The implications of Kevin Rudd for workers

After the ACTU reinvented Kim ‘bomber’ Beazley as a champion of the working class, they have now been duded by Kevin Rudd who took over the leadership on December 4. His victory is a major blow to the ACTU who will now have to go out and re-campaign in the Federal Labor Party for their IR policy. This leadership change is about style and will make no fundamental difference, if anything it is a shift to the Right. The media is already calling on Rudd to reverse Beazley’s hard won promises to unions to scrap individual contracts.

Rudd, who is a devout Christian, is far from being socially progressive and has even less links with the union movement than Beazley. He alienated Queensland workers in the early 1990s when, as the head of the Queensland government’s Department of Premier and Cabinet, he cut public service jobs.

The only good thing about the relatively low numbers on the November rallies is that it will open up more debate inside the workers’ movement. Union activists would go along in the main with the ACTU strategy if it delivered ever growing numbers on the streets and falling poll figures for the Coalition. However neither is occurring.
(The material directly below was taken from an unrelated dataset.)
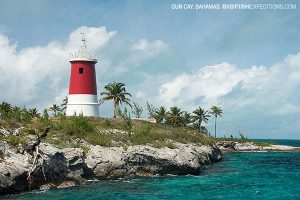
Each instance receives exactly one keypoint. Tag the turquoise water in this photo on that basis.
(289, 142)
(238, 176)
There is more confidence now to take on the dominant strategy of staged-managed rallies and incessant calls to ‘Vote ALP’.

The Socialist Party alternative strategy to that of the ACTU is one of many that will be put out there in the class more aggressively in the next few months. We call for serious industrial action to defend workers under attack from the new laws, including as a first step a 24-hour national general strike as a way of uniting all workers in action against Work Choices. Instead of blindly calling for an uncritical ALP vote we raise the idea of a new workers’ party with a socialist programme that can deal with all the issues facing working people.